At the time the author moved to the newly formed engineering group
which began his
conscious journey into creativity, the Department of Energy was
undergoing a significant change in mission and outside oversight
requirements. The results of a variety of required management
upgrades caused the author to rethink prevailing management
approaches and look deeper into the nature or organizational
management.
What was interesting about the Department was given its multitude of
diverse energy related objectives there were a similar diversity in
approaches as to how those objectives should be met. There were the
typical civilian management views and approaches as suggest by the
management “gurus.’ There was the competing military management
views of the three services let alone off shoots within each
military community like the competing naval nuclear, surface and
aviation perspectives. Externally observed, these perspectives are
seen as similar. Internally in application, they can be very
different. There was the academic view encouraged by the National
Laboratories often management by Universities. There was the
influence of the nuclear industry and, of course, the military
industrial complex.
All the approaches seemed to want the same quality and safety. Yet
their priorities and approaches had different emphasis and often
seemed to be at odds. When their individual demanded upgrades were
explored by their different approaches, there was a great different
in both what was being required and how it was to be done.
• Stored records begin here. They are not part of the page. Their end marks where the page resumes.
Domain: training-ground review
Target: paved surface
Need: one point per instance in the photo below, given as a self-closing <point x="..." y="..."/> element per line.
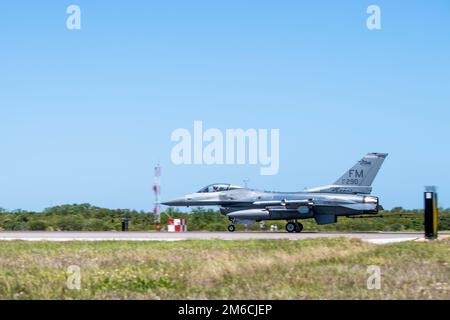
<point x="373" y="237"/>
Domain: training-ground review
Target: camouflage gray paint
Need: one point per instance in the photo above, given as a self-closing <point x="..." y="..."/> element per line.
<point x="349" y="195"/>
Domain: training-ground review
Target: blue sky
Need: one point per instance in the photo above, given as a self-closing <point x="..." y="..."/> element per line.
<point x="85" y="114"/>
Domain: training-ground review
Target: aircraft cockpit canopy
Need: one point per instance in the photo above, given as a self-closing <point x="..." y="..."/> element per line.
<point x="218" y="187"/>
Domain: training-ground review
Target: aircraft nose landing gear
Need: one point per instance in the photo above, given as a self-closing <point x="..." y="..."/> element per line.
<point x="292" y="227"/>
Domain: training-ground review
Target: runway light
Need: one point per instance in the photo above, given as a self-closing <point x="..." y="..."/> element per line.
<point x="431" y="213"/>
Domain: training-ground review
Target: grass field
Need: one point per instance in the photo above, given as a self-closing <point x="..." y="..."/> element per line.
<point x="256" y="269"/>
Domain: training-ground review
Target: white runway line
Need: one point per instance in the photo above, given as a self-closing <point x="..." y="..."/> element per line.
<point x="371" y="237"/>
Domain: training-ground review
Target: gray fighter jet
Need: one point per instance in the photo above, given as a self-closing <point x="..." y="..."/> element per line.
<point x="349" y="195"/>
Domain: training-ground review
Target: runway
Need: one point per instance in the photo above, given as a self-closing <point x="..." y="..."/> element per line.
<point x="372" y="237"/>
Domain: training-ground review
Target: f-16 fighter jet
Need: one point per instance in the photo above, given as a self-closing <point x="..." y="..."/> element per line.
<point x="348" y="196"/>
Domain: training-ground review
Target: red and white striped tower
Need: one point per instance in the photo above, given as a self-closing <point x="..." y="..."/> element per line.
<point x="157" y="192"/>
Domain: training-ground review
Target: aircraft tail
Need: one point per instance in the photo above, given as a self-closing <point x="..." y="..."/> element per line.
<point x="357" y="180"/>
<point x="364" y="172"/>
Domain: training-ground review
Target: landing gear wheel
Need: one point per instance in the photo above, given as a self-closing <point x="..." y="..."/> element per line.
<point x="290" y="227"/>
<point x="298" y="227"/>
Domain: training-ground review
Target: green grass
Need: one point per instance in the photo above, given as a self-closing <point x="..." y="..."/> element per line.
<point x="244" y="269"/>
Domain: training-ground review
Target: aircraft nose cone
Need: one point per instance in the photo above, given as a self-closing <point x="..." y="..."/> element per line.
<point x="175" y="202"/>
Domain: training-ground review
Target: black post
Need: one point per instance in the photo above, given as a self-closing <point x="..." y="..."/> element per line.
<point x="124" y="224"/>
<point x="431" y="214"/>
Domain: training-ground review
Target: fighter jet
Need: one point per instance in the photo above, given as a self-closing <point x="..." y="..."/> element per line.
<point x="348" y="196"/>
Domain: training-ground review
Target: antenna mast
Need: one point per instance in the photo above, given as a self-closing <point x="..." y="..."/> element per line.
<point x="157" y="192"/>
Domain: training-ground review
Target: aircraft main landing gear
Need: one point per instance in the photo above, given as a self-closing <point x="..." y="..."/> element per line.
<point x="292" y="227"/>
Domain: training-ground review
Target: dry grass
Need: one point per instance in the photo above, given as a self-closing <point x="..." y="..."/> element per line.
<point x="247" y="269"/>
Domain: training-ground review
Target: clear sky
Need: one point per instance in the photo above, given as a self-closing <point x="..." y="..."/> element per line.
<point x="85" y="114"/>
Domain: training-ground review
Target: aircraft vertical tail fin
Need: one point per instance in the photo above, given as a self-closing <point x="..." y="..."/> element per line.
<point x="364" y="172"/>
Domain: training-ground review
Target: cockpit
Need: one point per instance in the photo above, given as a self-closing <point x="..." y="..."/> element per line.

Yet,
although the approaches differed and had different priorities, each
one could point to a list of safety and quality successes. That is
they all demonstrated that they could achieve an objective doing it
in a safe manner with a quality product. But was any one better than
the other? All did have their evidence to suggest they were the best
at what they did.
Although priorities and approaches did differ, they all claimed the
same objective of safety, health and quality. As such they all would
have to addressed the facts of the situation. A true safety and/or
quality issue is determined by the facts and requirements for
operation which can be observed by any person and not the result of
an opinion. It was assumed by the author that for a given product or
operation, the safety requires and quality requirements should be
the same for any management approach. Analogously, if you were to
travel from Washington, D.C. to San Francisco, there are an number
or routes you could take as there are a number of methods of
transportation. You could go by car, plane, train, bus, truck, boat
(even from Washington), walk or run. In the end, you would get to
San Francisco. Of course, some ways are faster and maybe more
efficient. Nevertheless, the endpoint is the same.
The Laboratory Integrated Prioritization System was one attempt to
make some sense out of these different and often conflicting
approaches. However, one significant problem with this System was
that it was perceived by many who did not really understand it to be
just another management approach. They did not view it as a way of
actually sorting out and dealing with the facts. In responds to
this, the author found it necessary to look for another approach.
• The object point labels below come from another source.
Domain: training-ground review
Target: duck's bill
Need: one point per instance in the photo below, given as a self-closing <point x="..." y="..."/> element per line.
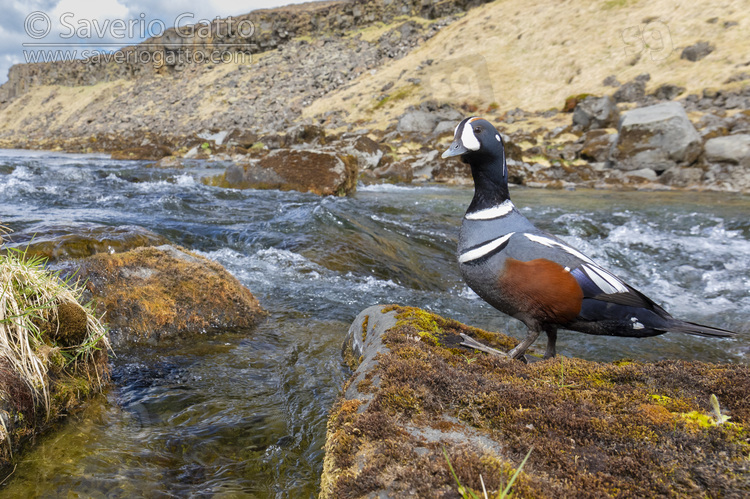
<point x="456" y="149"/>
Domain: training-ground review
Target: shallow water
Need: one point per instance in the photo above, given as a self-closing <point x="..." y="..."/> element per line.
<point x="245" y="414"/>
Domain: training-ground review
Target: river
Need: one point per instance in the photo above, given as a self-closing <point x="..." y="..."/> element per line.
<point x="244" y="414"/>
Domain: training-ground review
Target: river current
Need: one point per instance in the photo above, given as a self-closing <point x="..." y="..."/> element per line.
<point x="235" y="414"/>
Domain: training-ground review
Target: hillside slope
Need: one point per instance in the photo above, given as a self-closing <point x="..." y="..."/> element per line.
<point x="532" y="55"/>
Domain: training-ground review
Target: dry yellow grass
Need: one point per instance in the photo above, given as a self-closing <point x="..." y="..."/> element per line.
<point x="530" y="54"/>
<point x="534" y="54"/>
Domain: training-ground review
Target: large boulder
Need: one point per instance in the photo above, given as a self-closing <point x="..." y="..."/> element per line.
<point x="596" y="112"/>
<point x="53" y="354"/>
<point x="657" y="137"/>
<point x="79" y="240"/>
<point x="697" y="51"/>
<point x="419" y="400"/>
<point x="319" y="172"/>
<point x="155" y="293"/>
<point x="729" y="149"/>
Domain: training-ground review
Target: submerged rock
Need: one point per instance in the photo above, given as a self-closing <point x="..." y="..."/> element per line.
<point x="590" y="429"/>
<point x="79" y="240"/>
<point x="53" y="353"/>
<point x="154" y="293"/>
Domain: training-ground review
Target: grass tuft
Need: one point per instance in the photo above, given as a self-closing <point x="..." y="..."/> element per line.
<point x="30" y="297"/>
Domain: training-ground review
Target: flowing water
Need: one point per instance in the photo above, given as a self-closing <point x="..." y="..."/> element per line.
<point x="233" y="414"/>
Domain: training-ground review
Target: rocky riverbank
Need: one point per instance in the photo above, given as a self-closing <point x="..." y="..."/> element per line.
<point x="371" y="84"/>
<point x="55" y="351"/>
<point x="421" y="413"/>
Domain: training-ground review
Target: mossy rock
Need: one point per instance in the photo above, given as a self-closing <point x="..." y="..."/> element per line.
<point x="155" y="293"/>
<point x="624" y="429"/>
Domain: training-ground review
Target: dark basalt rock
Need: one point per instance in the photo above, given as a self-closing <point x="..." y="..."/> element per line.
<point x="623" y="429"/>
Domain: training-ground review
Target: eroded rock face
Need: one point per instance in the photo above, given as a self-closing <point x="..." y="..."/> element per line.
<point x="601" y="428"/>
<point x="155" y="293"/>
<point x="657" y="137"/>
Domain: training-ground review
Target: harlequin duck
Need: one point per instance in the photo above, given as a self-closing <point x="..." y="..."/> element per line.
<point x="533" y="276"/>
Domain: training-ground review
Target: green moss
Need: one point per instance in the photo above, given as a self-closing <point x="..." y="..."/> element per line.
<point x="608" y="429"/>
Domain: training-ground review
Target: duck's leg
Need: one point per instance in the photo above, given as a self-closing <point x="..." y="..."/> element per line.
<point x="525" y="344"/>
<point x="551" y="341"/>
<point x="470" y="342"/>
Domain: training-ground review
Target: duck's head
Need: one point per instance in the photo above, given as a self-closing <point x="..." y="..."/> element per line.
<point x="476" y="138"/>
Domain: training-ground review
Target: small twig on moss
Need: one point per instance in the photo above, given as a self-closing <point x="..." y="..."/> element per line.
<point x="718" y="416"/>
<point x="467" y="493"/>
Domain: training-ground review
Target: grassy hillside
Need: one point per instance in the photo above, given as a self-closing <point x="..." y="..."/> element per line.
<point x="532" y="55"/>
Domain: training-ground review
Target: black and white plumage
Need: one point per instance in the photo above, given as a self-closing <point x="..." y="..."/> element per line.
<point x="535" y="277"/>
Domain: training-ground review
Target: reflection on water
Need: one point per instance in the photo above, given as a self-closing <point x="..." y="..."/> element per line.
<point x="245" y="413"/>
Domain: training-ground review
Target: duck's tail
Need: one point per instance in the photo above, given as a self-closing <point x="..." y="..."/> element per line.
<point x="678" y="326"/>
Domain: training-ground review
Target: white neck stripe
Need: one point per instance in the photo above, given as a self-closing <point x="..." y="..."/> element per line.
<point x="484" y="249"/>
<point x="491" y="213"/>
<point x="554" y="244"/>
<point x="468" y="139"/>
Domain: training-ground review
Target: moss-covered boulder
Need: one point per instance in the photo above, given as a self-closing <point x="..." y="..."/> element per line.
<point x="79" y="240"/>
<point x="320" y="172"/>
<point x="153" y="293"/>
<point x="624" y="429"/>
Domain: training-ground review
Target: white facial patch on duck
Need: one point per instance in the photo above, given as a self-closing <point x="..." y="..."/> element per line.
<point x="492" y="213"/>
<point x="468" y="139"/>
<point x="484" y="250"/>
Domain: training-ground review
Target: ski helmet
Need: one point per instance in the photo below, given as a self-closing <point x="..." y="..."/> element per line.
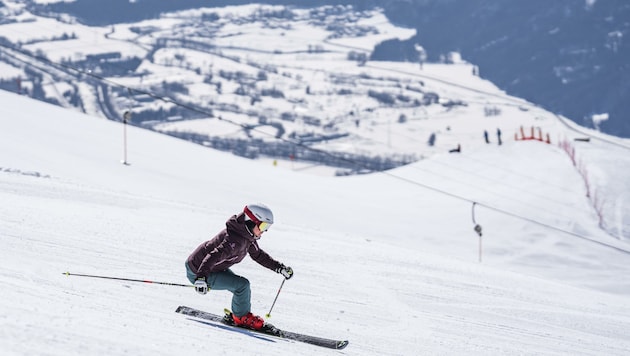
<point x="258" y="213"/>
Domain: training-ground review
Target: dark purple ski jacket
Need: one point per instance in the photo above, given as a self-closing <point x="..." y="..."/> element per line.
<point x="228" y="248"/>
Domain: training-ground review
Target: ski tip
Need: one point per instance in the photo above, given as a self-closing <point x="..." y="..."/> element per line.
<point x="342" y="344"/>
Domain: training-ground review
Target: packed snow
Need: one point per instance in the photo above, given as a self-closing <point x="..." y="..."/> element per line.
<point x="389" y="261"/>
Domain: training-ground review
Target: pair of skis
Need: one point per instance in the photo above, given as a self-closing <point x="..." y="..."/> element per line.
<point x="267" y="329"/>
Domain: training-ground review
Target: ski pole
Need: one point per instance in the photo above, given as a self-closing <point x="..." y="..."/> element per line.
<point x="128" y="279"/>
<point x="274" y="301"/>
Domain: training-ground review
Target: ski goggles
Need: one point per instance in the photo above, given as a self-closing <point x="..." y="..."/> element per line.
<point x="264" y="226"/>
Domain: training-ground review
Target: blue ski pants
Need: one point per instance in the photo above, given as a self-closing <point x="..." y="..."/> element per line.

His choice was to look for what was common in all the proposed
management approaches. It was hoped that in looking to what was
common in the various approaches, it was something all the advocates
of the different approaches could agree upon.
At this time, the author was actively looking at improvements and
upgrades to the training and qualification of the staff. He reasoned
that if he knew the common essential attributes to create safety and
quality used by these various approaches, they could be taught along
with, and overlaid with the technical training requirements. In
essence, get the proverbial two birds with one stone. He could get
both technical competency and the understanding to create safety and
health.
The author commissioned one of his support contractor organizations
to review the various prevalent management approaches actively being
pursed by the Department or being encouraged for application in the
Department. He wanted to know what were some common attributes. If
they could then be taught and instilled in the staff as they were
being trained, then no matter what management approach was used,
there would be a solid foundation on which to build safety and
quality.
What was found surprised the author and those involved with the
review. Rather than finding the expected set of common key
attributes that each approach addressed, few attributes were common.
Those that were common were not common across all approaches. Other
than approaches that seemed to arise from a common root, there was
little consistency. The only conclusion the author could make was
that any approach would work and give you the kind of results that
was desired. All that was required was a was consistent and
organizational focus in that approach and all were held accountable
to it. In essence, the organization needed make whatever approach
they took a
single point focus.
Yet, one of the most significant issues facing the Department was a
lack of continued single point focus. It was not that a single point
focus was not achievable. Rather, a single point focus for a way of
doing business could not be agreed upon. Alternatively said, there
was not a consistent organization culture across the entire
department which could give rise to an organizational singe point
focus
What become clear was thee was several issues that kept the
department from achieving the success it desired. In addition to the
lack of a single point focus and cultural approach, pessimistic as
it sounds, and what we confirmed in the Laboratory Integrated
Prioritization System project, was all levels of management did want
to see the fact for what they were. Many became managers to
implement an agenda they carried and that agenda was not always
consistent with what needed to be done. Additionally, what was often
overlook by many managers at all levels, but especially at the
senior levels, was how and why the organization had evolved the way
it did. In failing to appreciate those reasons many of the same
mistakes were made again, in a new way. In the end, the organization
kept repeating the past in a new way.